I didn’t stop him. I let him hold me. I let him bury his face in my stomach. I could’ve stayed there the rest of my life listening to him tell me he loved me. I looked up at the ceiling to stem the tears I didn’t want him to see. He might take that as indecision, and it wasn’t. When I’d breathed through the urges to cry, I lowered my eyes and put my hands on his cheeks. I could’ve sworn I felt wetness there. “I love you, too,” I said. “But I can’t do this to you.”

“Yes you can. It’s not like it was that night on the beach. I’m older now. Stronger. I know I’m not my father.”

“She’ll take that baby from you, Manning. Can you live with knowing you’ll have no involvement in its life? That you won’t get to raise, love, and pick your baby up every morning and put your baby to sleep each night?”
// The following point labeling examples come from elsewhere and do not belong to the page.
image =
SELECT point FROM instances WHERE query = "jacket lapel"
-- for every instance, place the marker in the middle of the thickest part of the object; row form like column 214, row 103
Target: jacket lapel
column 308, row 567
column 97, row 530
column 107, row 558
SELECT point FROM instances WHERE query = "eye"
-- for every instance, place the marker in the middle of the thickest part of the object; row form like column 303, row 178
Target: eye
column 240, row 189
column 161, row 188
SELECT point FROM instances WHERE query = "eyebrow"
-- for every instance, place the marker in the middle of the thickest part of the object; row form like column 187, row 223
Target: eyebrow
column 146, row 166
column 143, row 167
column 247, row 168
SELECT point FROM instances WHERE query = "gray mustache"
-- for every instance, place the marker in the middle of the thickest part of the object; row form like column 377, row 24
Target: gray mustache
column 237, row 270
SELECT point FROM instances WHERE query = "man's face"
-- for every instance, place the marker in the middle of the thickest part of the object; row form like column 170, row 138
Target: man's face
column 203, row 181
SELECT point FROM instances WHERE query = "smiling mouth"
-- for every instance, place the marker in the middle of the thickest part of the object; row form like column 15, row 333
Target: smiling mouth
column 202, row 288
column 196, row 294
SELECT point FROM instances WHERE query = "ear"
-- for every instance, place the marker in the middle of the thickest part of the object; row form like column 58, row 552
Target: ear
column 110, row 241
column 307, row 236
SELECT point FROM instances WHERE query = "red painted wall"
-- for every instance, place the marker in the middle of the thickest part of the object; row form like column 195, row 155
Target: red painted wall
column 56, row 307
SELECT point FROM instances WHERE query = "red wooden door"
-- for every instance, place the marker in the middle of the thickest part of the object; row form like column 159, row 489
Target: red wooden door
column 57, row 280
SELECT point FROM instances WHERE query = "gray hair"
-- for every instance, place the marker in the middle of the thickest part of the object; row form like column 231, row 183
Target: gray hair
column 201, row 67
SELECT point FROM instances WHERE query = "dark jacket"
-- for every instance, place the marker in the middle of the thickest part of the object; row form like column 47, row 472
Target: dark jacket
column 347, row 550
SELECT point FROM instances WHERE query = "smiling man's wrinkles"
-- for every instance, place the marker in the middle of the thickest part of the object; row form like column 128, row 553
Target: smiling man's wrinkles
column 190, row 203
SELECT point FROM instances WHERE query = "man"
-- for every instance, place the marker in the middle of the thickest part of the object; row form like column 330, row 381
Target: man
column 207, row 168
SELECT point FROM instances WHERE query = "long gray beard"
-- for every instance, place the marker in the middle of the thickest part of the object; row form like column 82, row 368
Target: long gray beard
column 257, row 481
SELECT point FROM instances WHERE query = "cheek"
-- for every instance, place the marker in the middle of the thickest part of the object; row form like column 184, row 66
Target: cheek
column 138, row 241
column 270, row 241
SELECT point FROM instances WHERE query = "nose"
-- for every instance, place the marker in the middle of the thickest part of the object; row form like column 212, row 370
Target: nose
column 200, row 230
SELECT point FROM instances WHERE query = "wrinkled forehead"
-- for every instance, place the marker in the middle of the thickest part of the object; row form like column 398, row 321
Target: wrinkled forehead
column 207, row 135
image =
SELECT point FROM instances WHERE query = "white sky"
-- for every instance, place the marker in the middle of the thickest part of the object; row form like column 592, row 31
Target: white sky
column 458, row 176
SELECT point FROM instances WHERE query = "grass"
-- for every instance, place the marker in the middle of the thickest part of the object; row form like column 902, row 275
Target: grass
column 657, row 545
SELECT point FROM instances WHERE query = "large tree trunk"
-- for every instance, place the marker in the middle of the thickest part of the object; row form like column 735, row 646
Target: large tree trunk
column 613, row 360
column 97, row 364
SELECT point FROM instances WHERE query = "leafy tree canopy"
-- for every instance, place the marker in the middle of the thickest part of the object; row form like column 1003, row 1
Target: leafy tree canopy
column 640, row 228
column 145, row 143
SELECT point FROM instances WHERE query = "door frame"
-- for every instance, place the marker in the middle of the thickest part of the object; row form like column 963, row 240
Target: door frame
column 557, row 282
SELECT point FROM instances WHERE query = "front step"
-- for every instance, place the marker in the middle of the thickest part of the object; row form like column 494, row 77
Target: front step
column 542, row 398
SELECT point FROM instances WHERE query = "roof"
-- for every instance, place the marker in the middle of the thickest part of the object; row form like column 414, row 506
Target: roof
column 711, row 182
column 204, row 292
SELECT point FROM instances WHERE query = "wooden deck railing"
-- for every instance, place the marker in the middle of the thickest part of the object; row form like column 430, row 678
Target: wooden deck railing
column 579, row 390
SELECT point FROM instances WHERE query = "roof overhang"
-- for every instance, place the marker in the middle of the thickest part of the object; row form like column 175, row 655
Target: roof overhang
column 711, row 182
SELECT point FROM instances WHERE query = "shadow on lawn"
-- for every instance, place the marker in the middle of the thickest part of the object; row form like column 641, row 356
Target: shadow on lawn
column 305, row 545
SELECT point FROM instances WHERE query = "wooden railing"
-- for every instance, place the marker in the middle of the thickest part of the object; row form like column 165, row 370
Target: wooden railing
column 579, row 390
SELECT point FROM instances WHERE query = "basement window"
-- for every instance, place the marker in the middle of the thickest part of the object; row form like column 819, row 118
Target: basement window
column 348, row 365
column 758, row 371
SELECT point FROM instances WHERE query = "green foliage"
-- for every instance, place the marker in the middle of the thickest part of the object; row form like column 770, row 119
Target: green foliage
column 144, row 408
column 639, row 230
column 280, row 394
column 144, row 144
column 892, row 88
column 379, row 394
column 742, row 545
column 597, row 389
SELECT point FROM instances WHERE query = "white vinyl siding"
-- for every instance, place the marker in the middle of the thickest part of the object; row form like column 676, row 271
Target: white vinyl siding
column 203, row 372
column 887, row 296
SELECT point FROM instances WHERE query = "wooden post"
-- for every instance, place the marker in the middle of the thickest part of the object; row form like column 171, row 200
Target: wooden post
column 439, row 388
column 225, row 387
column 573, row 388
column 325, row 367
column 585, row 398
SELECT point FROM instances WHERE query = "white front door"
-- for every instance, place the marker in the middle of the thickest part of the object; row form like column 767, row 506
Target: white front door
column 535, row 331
“I’ll find a way,” he repeated, even though he knew—he had to know—this was the only way.

His eyes were red, tired. My heart split down the middle. It was just like Manning to try and carry the burden for us. He hadn’t asked for this baby, but if he couldn’t do right by it, it would kill him. I shook my head. “You need to be a good father,” I said. “And that child needs you. Tiffany hasn’t always done the right thing, but she didn’t deserve any of what we did to her this week.” I opened my mouth to end this, but nothing came. I couldn’t send him away. Words bubbled up and fizzled over and over, until I had to accept this wouldn’t get any less excruciating. I wavered, but I got it out. “It’s okay—I’m giving you permission to go.”

“I don’t want permission,” he said, swallowing. “I want you. I love you. What about you?”

I didn’t know. My heart was being surgically removed in the middle of a hotel room, and I felt each acute incision and snip. But I’d done this before and had come out the other side, so there had to be some way through it. The moment Tiffany had gotten pregnant, I’d lost a little part of Manning. A part she would forever own. I could never compete against a baby, and I shouldn’t have to. “I don’t want to be second best, and I don’t deserve it.” My voice broke, and I steadied it. “You know I don’t.”

“You’ll never be second best, Lake. I never loved Tiffany a fraction of the amount I love you.”

“I’m talking about the baby.”

With that, defeat crossed his face. It hurt me more than it should’ve. I wanted to be mad, to make him suffer and tear out his heart like he had mine but he’d already suffered. His heart hurt, too. I didn’t want that for him. He was having a baby and it should’ve been the happiest news of his life.

He reached into his pocket and showed me the mood ring. “I found this on your dresser. I was going to give it to you at the airport the way I’d planned to years ago, before I was arrested.”

I took the ring and inspected it, though there wasn’t much to see. It didn’t change colors just by holding the band. “It was in your things from the courthouse,” I said. “I thought maybe . . . maybe it was for me.”

“Maddy had one growing up. She loved jewelry. I got it off a woman in the bar that night we rode around in the truck.”

I dropped my hand to my side. “I’m sorry I took it.”